Fréquent c'est vrai, mais pas souvent croisé. Anna n'a jamais eu l'occasion d'enquêter sur un tel réseau criminel, elle se contentait en général des petits voyous de campagne qui disaient plus qu'ils n'en faisaient vraiment. Des stupéfiants parfois, quelques vols, rien d'aussi fou. Rien d'aussi organisé.

- Quoi ?

Anna lui laisse un moment pour que l'information monte à son cerveau, elle compte dix bonnes minutes mais Odile la surprend agréablement en réagissant beaucoup plus vite.

- Et l'étiquette alors ? C'est où ça ?

Anna hausse les épaules, seule inconnue de l'équation. Myosotis, mais pas que. Myosotis, Londres. Myosotis, Florence. Myosotis, Port Elizabeth. Elle ignore ce qu'indique le nom de Myosotis, mais elle sait qu'elles peuvent trouver de quoi il s'agit véritablement. Comparé à la découverte de cet endroit, ce sera un véritable jeu d'enfants.

- Et finalement, c'est quoi le rapport avec nos vieux qui ont disparus ? Tu crois quand même pas qu'ils sont à l'origine de tout ça ?

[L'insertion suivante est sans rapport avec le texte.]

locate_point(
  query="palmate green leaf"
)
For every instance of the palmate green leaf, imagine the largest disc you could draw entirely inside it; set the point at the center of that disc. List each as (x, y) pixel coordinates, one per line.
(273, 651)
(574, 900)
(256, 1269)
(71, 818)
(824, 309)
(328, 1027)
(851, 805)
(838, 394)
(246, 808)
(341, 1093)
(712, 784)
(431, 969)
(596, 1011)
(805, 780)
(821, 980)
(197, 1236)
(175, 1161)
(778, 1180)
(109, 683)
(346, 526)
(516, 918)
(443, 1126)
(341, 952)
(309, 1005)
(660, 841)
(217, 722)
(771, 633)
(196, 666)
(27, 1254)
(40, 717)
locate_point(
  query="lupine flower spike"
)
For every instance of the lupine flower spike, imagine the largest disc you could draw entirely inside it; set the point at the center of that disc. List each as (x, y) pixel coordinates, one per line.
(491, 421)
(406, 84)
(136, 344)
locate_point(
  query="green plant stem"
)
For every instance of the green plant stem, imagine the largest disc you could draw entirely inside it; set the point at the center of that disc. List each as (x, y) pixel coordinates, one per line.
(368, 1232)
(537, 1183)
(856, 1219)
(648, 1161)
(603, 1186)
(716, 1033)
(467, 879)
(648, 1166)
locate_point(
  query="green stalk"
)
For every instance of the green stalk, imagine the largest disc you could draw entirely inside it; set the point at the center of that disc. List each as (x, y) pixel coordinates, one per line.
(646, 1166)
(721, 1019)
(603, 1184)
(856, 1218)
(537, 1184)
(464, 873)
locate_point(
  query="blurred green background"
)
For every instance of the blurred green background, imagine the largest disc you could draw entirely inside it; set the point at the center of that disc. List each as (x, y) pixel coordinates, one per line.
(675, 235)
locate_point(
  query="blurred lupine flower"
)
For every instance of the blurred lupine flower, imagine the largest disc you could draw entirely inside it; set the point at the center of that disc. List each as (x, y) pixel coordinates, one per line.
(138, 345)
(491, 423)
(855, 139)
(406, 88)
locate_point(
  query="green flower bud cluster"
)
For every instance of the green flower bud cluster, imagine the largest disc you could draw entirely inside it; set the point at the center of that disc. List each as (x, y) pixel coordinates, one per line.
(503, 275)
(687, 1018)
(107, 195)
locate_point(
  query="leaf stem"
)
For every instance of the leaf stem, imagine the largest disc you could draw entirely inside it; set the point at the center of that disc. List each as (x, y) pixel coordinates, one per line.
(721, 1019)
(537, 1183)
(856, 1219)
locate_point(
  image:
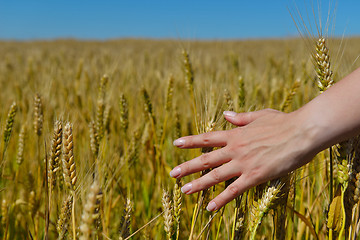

Anna sourit, c'est incroyable comme les gens ont tendance à sous-estimer les personnes âgées. Avec leurs nombreuses années d'existence, ils sont sans doute les mieux placés pour organiser ce genre de systèmes complexes et particulièrement longs à démanteler. Ou du moins pour l'entretenir, puisqu'Anna est persuadée que ce petit manège dure depuis bien longtemps. Elle ignore précisément quelle est la valeur de tout ce qui est entreposé dans cette cache, mais il est possible qu'elle contienne des objets très précieux, très vieux, très recherchés. Reste seulement à découvrir comment ils se les ont procurés, retrouver les identités manquantes, trouver le lien avec leur disparition, terminer le puzzle. Ça peut sembler long comme ça, mais Anna est heureuse d'avoir trouvé une lueur d'espoir, un fil rouge à suivre. Tellement heureuse qu'elle en oublie que c'est aussi sa mère qu'elle traque.

- Si, bien sûr que ce sont eux. Tu crois vraiment qu'ils étaient à ce point accro aux cures thermales ? Prends des photos, faut pas qu'on reste trop longtemps. 

Odile reste immobile un temps, deux temps, trois temps avant de commencer à s'activer, à sortir son smartphone et à prendre autant de photos que possible. Non seulement des objets qui sont entreposés dans cette pièce mais surtout des étiquettes sur les cartons, de la façon dont tout est agencé, pensé pour être pratique. C'est du très beau travail, Anna doit le reconnaitre. Elle en serait presque jalouse si elle n'était pas du genre à marcher dans les clous et à traverser quand le bonhomme est vert.

- T'as bientôt fini ?

- Presque.

Anna jette un coup d'œil nerveux à la porte, elle n'a entendu personne en descendant mais elle n'écoutait pas vraiment. Elle était prise dans une sorte de transe quasi-surnaturelle, comme si elle remettait la main sur un bout d'elle-même et qu'elle ne pouvait s'empêcher de le dévorer à pleines dents. Elle n'entendait plus à ce moment là, elle n'avait qu'un but et l'a atteint. Au moment où elle s'apprête à vérifier que personne ne viendra les interrompre, elle entend la pierre se froisser à nouveau. Le bruit terrible que cela produit embrase toutes ses terminaisons nerveuses, ralentit son cœur drastiquement. Elle voit la peur sur le visage d'Odile, la vraie peur. Pas celle qui est jouée, surjouée pour épater ou pour théâtraliser les tracas du quotidien. La vraie peur, celle qui rend laid et qui effraie. Elle blanchit, ses yeux s'écarquillent et Anna comprend. Elle comprend parfaitement pourquoi et mentirait si elle niait qu'elle aussi est trop effrayée pour hurler.